The Trudeau government has not phased out fossil fuel subsidies as it had promised during the last election, and its $20-a-tonne carbon tax, scheduled to start in January 2019, is woefully short of the $180 to 200 per tonne that experts say is needed to meet Canada's climate agreement pledge in Paris.

In March 2017, Environment Canada acknowledged Canada's annual greenhouse gas emissions in 2030 are expected to be between 697 and 790 megatonnes.

That's significantly above Canada's pledge in the Paris climate agreement to reduce annual carbon emissions to 517 megatonnes a year by 2030.

Despite this, McKenna told the Canadian Press in March of this year, "We're absolutely committed to meeting our target."

That is simply no longer a credible statement.

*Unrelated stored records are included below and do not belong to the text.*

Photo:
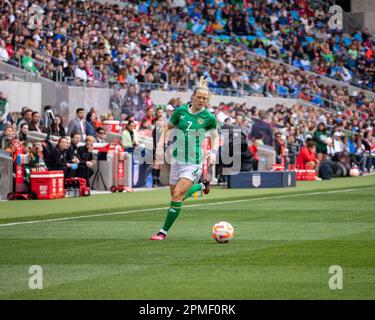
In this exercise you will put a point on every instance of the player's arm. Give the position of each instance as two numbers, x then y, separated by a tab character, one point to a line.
163	140
215	144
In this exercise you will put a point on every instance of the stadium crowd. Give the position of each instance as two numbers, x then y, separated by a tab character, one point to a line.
175	42
329	135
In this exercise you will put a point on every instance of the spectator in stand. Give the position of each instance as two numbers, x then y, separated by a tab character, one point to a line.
72	155
4	110
149	117
28	62
34	124
57	158
80	73
320	136
130	136
78	124
58	129
4	56
145	125
90	124
26	117
307	156
279	147
24	131
101	135
8	135
86	163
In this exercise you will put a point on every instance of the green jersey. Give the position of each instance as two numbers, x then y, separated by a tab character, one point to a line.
192	128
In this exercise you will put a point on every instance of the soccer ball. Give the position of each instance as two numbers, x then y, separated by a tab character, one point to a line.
354	172
222	232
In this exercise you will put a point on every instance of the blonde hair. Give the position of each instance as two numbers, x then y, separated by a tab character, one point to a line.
203	86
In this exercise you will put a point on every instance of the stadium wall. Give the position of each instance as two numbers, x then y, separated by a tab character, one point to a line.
363	11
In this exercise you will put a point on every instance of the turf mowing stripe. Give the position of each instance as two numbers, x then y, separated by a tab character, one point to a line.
185	207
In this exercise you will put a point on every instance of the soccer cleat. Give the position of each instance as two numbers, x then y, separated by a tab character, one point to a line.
159	236
206	186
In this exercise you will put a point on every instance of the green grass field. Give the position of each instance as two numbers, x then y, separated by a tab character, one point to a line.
285	241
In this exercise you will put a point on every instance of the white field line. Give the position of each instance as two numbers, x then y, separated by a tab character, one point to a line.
185	207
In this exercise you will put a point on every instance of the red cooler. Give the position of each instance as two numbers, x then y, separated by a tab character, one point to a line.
47	184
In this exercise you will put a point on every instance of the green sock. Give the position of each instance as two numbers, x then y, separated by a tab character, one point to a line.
192	190
172	215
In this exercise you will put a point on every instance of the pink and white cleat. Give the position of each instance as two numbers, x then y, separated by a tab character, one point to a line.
159	236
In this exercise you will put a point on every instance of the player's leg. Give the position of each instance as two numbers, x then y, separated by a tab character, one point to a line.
204	185
178	191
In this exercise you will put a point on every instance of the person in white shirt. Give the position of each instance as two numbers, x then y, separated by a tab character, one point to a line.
3	52
80	71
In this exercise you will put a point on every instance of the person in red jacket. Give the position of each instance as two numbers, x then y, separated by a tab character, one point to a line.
307	156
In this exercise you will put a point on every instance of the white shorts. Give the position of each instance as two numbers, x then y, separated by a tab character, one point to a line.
184	170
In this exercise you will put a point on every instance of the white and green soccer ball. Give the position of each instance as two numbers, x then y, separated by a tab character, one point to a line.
222	232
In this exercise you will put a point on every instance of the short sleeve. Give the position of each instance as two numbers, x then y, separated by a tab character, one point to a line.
175	117
212	124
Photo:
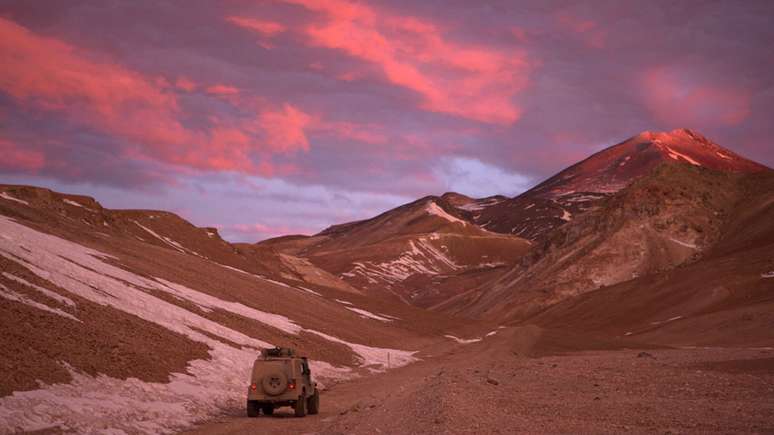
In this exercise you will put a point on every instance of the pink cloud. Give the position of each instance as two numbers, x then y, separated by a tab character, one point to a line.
265	28
589	31
222	90
285	128
51	75
469	81
185	84
677	96
15	158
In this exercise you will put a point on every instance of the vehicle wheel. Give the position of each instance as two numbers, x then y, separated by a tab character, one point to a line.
313	405
300	407
252	408
274	384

Environmental writer and activist George Monbiot recently told Novara Media, "The political system is completely out of phase with the environmental crisis... [Governments] don't actually want to deal with climate breakdown ... because it messes up their nice cozy relationships with corporations [and questions] all the premises on which all our politics and economics has been created."

That's useful context when science says 85 per cent of the tar sands cannot be burned in order to limit warming to two degrees Celsius while Trudeau assures Big Oil, "No country would find 173 billion barrels of oil in the ground and leave them there."

Brent Patterson is a political activist and writer.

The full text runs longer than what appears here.